Helen Clark was speaking at a meeting convened by the United Nations Secretary-General in New York to take stock of global efforts in the fight against Ebola, which has already claimed more than 2,800 lives in West Africa.  

Beyond the death and suffering caused by the disease, the crisis could have lasting development consequences in the region, where a number of countries are still recovering from years of conflict and instability.

The World Bank estimates that economic growth for the affected countries could decrease between 2.1 and 3.4 per cent in 2014, reaching almost twelve per cent for Liberia in 2015 in the worst-case scenario.

The crisis is reducing government revenues and deepening unemployment as key economic sectors such as mining and agriculture slow down.

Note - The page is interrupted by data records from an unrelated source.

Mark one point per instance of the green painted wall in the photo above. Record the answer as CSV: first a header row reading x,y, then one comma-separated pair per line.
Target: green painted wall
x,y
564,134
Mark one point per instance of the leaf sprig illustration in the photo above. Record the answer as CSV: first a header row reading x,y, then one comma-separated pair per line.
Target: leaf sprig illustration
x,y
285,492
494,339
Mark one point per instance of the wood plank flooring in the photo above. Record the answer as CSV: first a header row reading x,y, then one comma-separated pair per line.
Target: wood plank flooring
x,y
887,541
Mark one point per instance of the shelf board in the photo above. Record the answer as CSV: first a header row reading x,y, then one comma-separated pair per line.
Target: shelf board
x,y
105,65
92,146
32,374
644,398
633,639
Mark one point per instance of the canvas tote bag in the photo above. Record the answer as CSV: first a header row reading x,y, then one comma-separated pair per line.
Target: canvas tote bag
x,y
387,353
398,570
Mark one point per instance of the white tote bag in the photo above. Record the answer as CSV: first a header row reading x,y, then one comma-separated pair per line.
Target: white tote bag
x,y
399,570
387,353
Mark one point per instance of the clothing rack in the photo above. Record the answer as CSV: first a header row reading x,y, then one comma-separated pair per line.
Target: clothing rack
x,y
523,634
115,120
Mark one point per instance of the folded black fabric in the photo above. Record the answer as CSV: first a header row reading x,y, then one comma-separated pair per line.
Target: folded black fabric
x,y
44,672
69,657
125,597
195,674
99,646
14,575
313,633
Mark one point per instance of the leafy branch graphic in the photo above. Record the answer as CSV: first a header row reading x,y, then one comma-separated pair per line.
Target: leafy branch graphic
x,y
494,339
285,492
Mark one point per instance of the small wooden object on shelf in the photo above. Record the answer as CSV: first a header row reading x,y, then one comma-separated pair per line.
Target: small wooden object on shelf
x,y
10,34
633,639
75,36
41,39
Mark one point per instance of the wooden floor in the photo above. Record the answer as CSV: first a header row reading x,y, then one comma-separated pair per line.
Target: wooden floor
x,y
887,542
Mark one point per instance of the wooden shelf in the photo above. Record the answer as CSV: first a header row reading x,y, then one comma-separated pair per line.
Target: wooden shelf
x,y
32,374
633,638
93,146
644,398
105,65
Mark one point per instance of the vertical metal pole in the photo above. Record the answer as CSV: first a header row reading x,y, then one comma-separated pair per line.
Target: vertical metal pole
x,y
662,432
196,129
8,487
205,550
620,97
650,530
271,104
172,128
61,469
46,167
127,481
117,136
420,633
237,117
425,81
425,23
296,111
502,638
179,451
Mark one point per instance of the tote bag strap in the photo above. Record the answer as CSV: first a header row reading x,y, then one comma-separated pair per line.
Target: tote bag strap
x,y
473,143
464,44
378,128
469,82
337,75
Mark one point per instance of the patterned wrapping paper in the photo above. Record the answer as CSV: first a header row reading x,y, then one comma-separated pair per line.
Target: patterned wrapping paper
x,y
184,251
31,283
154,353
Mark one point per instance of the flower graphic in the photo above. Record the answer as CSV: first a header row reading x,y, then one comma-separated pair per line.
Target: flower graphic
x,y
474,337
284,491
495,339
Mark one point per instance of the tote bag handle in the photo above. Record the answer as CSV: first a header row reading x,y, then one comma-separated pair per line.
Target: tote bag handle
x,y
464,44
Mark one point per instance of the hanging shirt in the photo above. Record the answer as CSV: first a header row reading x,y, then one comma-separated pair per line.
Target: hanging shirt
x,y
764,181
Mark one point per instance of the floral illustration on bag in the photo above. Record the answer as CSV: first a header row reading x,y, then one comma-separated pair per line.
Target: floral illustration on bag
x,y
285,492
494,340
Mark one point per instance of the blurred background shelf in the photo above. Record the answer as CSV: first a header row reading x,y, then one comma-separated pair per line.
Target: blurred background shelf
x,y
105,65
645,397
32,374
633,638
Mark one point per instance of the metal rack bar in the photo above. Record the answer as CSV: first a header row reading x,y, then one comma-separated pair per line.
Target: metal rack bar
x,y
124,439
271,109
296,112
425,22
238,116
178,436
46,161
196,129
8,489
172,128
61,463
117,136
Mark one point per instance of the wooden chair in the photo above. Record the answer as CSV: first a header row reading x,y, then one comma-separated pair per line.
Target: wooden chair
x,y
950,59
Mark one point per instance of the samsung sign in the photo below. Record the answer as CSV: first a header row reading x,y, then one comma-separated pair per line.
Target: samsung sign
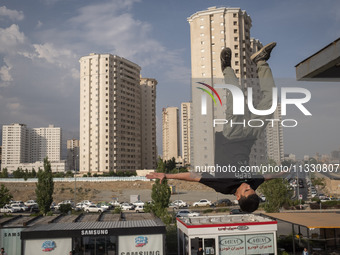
x,y
94,232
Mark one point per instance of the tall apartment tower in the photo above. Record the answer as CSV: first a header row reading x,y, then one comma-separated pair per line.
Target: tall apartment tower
x,y
45,142
72,154
212,30
110,124
171,145
15,144
148,122
275,149
185,124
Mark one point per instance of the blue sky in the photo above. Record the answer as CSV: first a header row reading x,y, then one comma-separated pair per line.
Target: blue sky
x,y
42,41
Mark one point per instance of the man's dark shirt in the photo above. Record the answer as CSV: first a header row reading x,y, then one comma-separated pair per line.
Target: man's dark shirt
x,y
230,185
233,153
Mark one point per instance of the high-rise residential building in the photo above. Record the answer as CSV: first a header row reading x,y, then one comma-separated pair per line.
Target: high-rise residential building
x,y
275,149
72,154
110,114
23,145
15,144
148,123
171,140
45,142
212,30
185,124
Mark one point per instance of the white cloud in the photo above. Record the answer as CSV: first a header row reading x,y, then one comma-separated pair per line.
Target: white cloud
x,y
10,39
11,14
54,55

In addition, overstretched governments are now struggling to provide basic services. In Liberia, for instance, vaccination coverage is reported to have declined by fifty per cent by July, while temporary school closures have occurred in Guinea, Liberia, Nigeria, and Sierra Leone.

Compounding the health crisis, fear has contributed to the isolation of communities, disrupting supplies and the movement of people.

“There is a need to strengthen the capacities of the national institutions which are needed to fight Ebola”, Helen Clark said.

On 18 September, the United Nations Security Council announced the creation of the United Nations Mission for Ebola Emergency Response (UNMEER) to scale up the international response to the disease.

UNDP has been reprioritizing its local programmes; providing logistical support to emergency teams; helping to co-ordinate the work of international partners, local governments and UN agencies; working with security forces to help manage borders to contain the disease; and supporting public outreach efforts aimed at prevent the further spread of the disease. The organisation is also mobilizing teams of economists to get a better sense of the economic impact of the crisis, helping to pave the way for early recovery activities.